You are probably sick to the back teeth about stock shortages and high prices for many tech products. Very few have been unscathed from the pandemic's effects. PSUs, for instance, face the double threat of internal component scarcity and vastly inflated shipping costs out of China.

Unperturbed, cooling specialist be quiet! is today releasing a premium line of 80 PLUS Titanium-rated supplies known as Dark Power 12. Available in 750W, 850W and 1,000W capacities, the trio fits in below the Dark Power Pro 12.

On paper, the non-Pro makes a lot of sense as the head honcho models are available in 1,200W and 1,500W models, overkill for most, costing at least £370 and £420, respectively.

Even so, DPP12, as we'll refer to it from now in, is certainly not cheap. Costing £205, £240 and £270 for the three capacities, we have the 850W in for review. From the outset, it is only worth considering for a truly premium build - £2,500 up - in our estimation, as a reasonable 80 PLUS Gold modular supply can be purchased for less than half as much. But let's be fair, Titanium rated supplies are the creme de la creme, touting at least 94 per cent efficiency across a 20-100pc load spectrum.

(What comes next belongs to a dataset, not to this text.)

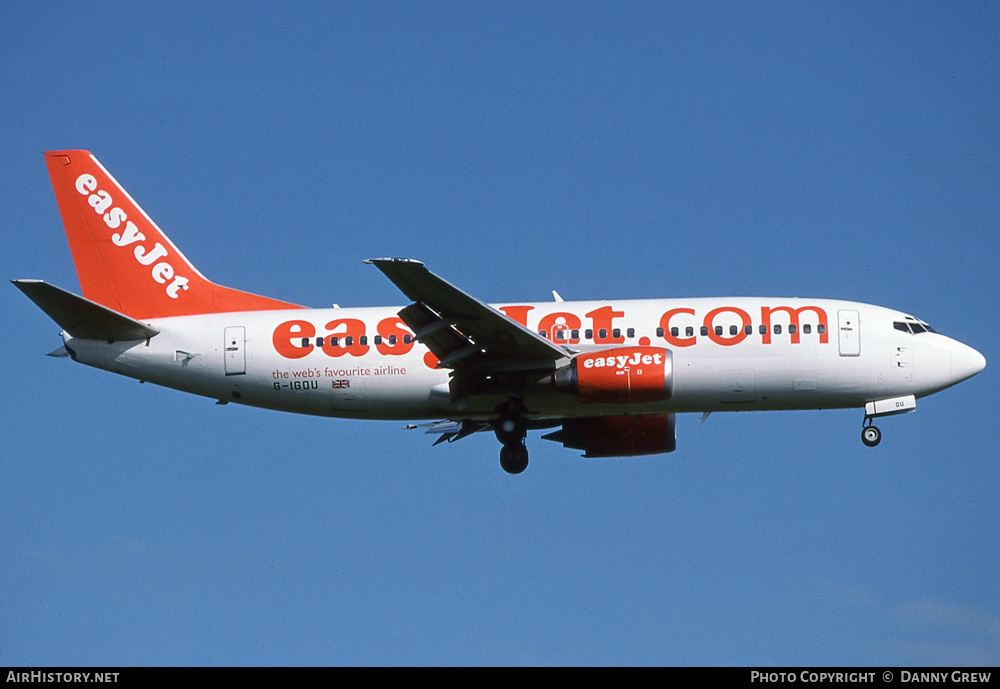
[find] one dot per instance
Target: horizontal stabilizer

Build quality is decent on this 2,050g supply. be quiet! goes back to steel construction rather than the more impressive aluminium casing of the Pro. Measuring 175mm deep, installation may cause a few issues in smaller mid-tower chassis, so please check case accommodations before purchasing.

We continue to like the frameless design first seen on the Pro models. Inside, the same PSU-specific Silent Wings 3 fan takes care of cooling, though being a Titanium-rated PSU, there ought to be minimal heat produced by the components.

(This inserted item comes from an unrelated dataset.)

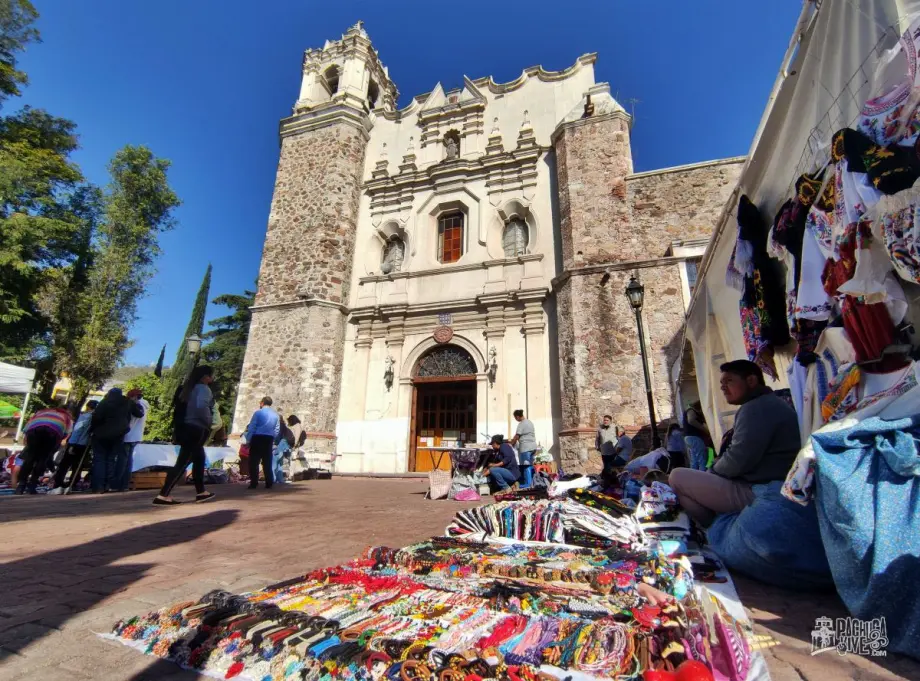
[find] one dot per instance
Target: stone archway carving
(408, 368)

Keeping with be quiet! tradition, the fan runs at all times, spinning at around 350rpm at low loads yet keeping below 1,000rpm at full gas. Specifications reveal the fan can actually spin up to 1,800rpm, so it's barely at half speed in this implementation.

Testing confirms the spinner very gradually increases the rpm rate - we couldn't discern an aural difference between idle load and, say, 500W.

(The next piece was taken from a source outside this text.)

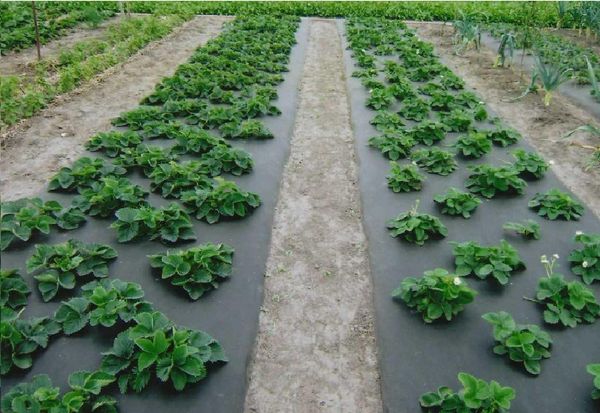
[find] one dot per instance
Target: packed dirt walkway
(316, 347)
(34, 150)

One would expect superb cabling potential. be quiet! doesn't disappoint as there's provision for a trio of P4 CPU connectors and six PCIe (6+2) - though there is physical provision for eight, a la the 1,000W model.

12 SATA, split over four cables, feels unnecessary for today's consumer PCs, but the beauty of being fully-modular is that you only connect what you want to. No complaints over the spacing between ports or the quality of the fully-sleeved cabling. It's no surprise the general layout is reminiscent of the dearer Pro supplies.

Though not flat, the cabling is pliable enough to be bent in the required fashion for pushing through chassis cutouts, and there's enough Velcro and zip-ties to affect a clean build on both sides of the tray.

be quiet! is almost unique insofar as it offers the choice between single- and multirail 12V operation via a dedicated hardware overclocking key. It plugs into the three-pin header just below the motherboard connector and then takes up a PCI backplane slot for the switch; we reckon it would be better to have a hardwired switch on the chassis instead, saving space in systems where all slots are populated.

As standard, the DPP12 is specified with four 12V rails that combine to offer almost all of the capacity at an ambient 50°C.

Getting to Titanium-level efficiency is an engineering headache. be quiet! achieves it by employing a few key technologies. Chief amongst them is the use of what is known as an active bridge rectifier, whose job it is to convert incoming AC to computer-friendly DC. Going active increases efficiency at the expense of cost. This is still an analogue supply, mind, while the Pro goes full digital.

Soldering is clean and tidy on what appears to be a premium CWT platform. The question we're left wondering is whether enthusiasts can stomach the price premium compared to a decent supply of the same capacity. We can answer that in the benchmarking section.